The Real Challenge - Social Engineering
christine — Mon, 08/24/2009 - 09:37
Yesterday during a bit of rain my son was watching a Disney channel show I had DVR'd for him. Suddenly, during a commercial, he started giggling uncontrollably, and I couldn't for the life of me understand why. I asked what was funny, and he replied, "They said the 'Suite Life of Zach and Cody' would be coming up next." ??? "OK," I asked, "why is that funny?" "Because this isn't real, and it's not coming on next! They're so silly!" he answered. I tried to explain to him that the DVR wasn't really all that smart, it just recorded what was on at the time. Of course, I then had to wonder just how difficult it would be to have swapped out a time sensitive ad like that, using a little bit of metadata and some rules. It is possible. The entire experience would have been better.

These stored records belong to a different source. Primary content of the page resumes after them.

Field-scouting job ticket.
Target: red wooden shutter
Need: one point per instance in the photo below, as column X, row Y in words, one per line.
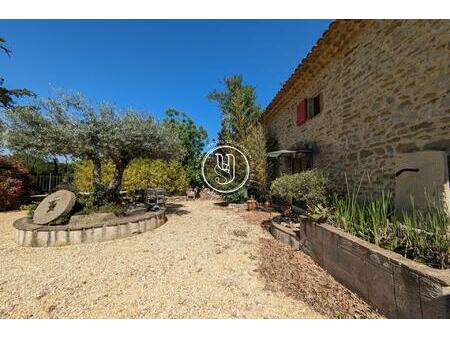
column 301, row 112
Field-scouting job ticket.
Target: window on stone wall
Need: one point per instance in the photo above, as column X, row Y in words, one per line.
column 313, row 106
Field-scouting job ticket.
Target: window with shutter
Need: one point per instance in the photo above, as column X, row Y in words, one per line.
column 311, row 112
column 316, row 105
column 301, row 112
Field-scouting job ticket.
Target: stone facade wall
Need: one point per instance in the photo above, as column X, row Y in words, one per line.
column 397, row 286
column 386, row 92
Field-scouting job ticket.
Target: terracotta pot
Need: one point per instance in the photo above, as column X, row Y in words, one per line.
column 287, row 210
column 251, row 204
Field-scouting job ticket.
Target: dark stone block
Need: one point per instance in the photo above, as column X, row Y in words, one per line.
column 407, row 293
column 435, row 299
column 381, row 288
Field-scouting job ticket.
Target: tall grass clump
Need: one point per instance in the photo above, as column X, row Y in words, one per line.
column 422, row 235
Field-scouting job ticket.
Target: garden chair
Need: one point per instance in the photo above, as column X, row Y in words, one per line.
column 191, row 193
column 160, row 196
column 138, row 196
column 151, row 197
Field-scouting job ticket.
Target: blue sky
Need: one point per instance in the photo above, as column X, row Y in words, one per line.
column 152, row 65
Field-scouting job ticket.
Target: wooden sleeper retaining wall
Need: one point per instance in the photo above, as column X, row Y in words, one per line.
column 397, row 286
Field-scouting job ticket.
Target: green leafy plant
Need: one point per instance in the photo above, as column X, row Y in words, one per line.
column 307, row 187
column 139, row 174
column 422, row 235
column 29, row 207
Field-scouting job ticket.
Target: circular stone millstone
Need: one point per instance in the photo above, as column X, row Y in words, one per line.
column 54, row 206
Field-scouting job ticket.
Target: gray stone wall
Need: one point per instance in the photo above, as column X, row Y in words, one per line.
column 386, row 92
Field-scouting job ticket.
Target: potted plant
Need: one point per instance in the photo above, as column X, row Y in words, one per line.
column 251, row 203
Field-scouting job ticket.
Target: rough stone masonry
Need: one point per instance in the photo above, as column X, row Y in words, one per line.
column 384, row 90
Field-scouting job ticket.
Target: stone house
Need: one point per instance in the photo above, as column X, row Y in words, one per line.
column 368, row 92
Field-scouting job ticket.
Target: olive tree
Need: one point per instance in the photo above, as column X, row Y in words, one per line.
column 67, row 125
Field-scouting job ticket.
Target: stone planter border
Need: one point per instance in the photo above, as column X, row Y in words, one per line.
column 33, row 235
column 397, row 286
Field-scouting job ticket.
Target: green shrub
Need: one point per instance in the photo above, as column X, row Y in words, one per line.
column 139, row 174
column 421, row 235
column 29, row 207
column 307, row 187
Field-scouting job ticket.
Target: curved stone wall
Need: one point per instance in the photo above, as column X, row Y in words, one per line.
column 29, row 234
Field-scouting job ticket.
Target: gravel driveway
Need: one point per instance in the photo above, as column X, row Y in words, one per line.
column 205, row 262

Lots of people will spend countless hours building a taxonomy or ontology to categorize things. Some will put in the effort to build rules for their favorite search engine to classify content. Most will rely on pattern recognition. Rules are hard - but make content experience much better. The old adage still holds - you get out of something what you put into it. The real challenge here is the social engineering - the communicating between teams. In this example, between the networks and the cable television providers. There isn't even a question anymore of having things locked up in proprietary formats; the W3 have provided standards for these tasks.
So, how much work are you going to do today? Me, I'm going to work a little harder.